No, diversity does NOT mean sharing everything about yourself
Economist was ahead of me with a rant on the whole-self-to-work movement
so you can go ahead and read the article while I just give some old-fashioned advice on what’s ok to share on a public platform:
- Decide what are non-negotiable aspects of your identity
- See if there is a positive overlap between these themes and your role and organization. Share content on these aspects, explicitly calling out the connect.
- Check if there is a negative overlap between these themes and your role and organization. If yes, consider whether you can accept this dissonance, and not share on these topics. If you cannot you will need to rethink the fit between your identity and this employment.

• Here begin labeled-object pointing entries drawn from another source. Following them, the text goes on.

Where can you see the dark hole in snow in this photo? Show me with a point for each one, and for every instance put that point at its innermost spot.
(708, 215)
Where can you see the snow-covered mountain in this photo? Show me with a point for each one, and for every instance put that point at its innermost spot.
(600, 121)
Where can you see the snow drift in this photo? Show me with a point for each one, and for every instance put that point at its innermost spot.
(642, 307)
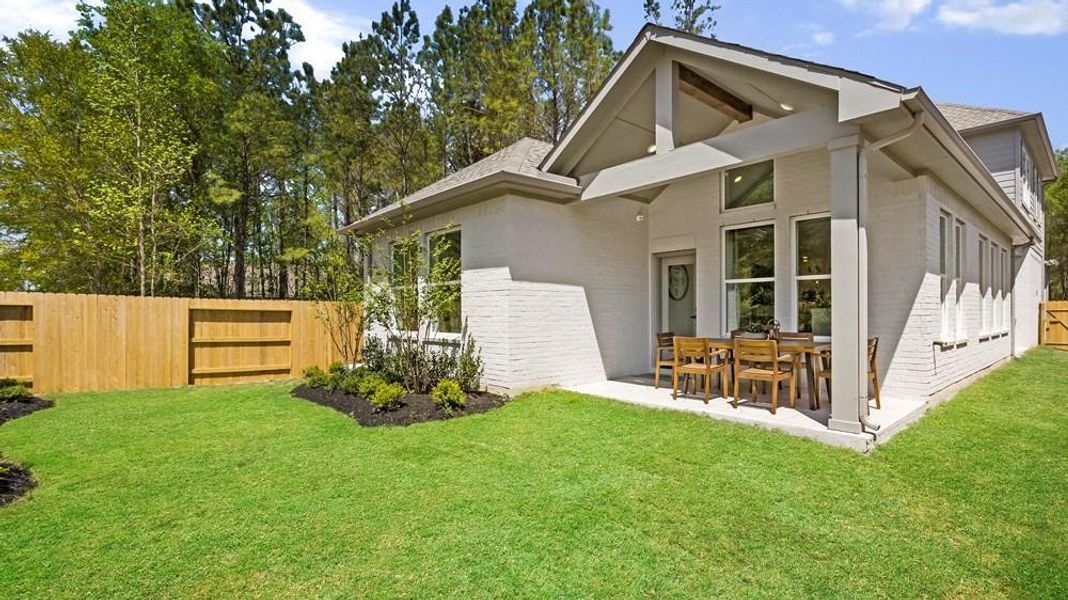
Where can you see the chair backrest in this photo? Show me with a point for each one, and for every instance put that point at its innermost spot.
(664, 338)
(691, 349)
(796, 336)
(756, 350)
(742, 334)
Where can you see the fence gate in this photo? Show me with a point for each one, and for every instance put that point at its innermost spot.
(1054, 326)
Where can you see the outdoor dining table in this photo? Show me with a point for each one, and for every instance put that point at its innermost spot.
(789, 347)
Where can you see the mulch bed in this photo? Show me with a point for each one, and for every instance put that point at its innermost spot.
(15, 482)
(417, 408)
(21, 407)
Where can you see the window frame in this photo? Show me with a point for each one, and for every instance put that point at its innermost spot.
(724, 282)
(796, 279)
(459, 282)
(723, 186)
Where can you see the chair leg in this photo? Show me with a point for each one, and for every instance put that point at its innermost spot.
(774, 397)
(875, 384)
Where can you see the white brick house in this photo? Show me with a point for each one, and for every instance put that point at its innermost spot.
(759, 183)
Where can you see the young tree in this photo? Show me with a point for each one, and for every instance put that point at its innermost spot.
(1056, 230)
(691, 16)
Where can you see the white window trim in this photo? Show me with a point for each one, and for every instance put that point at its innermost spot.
(723, 266)
(795, 278)
(437, 333)
(723, 187)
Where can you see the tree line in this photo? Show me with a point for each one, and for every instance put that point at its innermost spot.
(173, 148)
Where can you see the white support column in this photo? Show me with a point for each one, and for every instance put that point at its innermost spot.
(849, 209)
(666, 104)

- Identify other aspects of your personality and identity that you would like to share. Repeat step 2 and 3.
- Hurray! You’re now ready to share your work-relevant-self
For example, if you are a vegan you may think twice before joining a meat company. And vice versa. But if you decide to do so you need to think of your public messaging in that context. You may have a strong view that contradicts your organisation’s stated position. Is it worth it to you to share your point of view? Or what about a personal tragedy – sharing will get you sympathy and support and that is very valuable. On the other hand it would also become the thing people identify with you most – is that what you want in the long run?
The internet made us all publishers. 2022 is the year we’ve all been also made editors.
The Queen has always been a good communicator and avoided oversharing (unlike certain key members of her firm). One of the most delightful parts of the Party at the Palace was the video of the Queen with Paddington Bear. It was master storytelling and persona projection.
Have a great week! And have a think-in before you LinkedIn. You don’t want to be embarrassed by your youthful indiscretions at 95!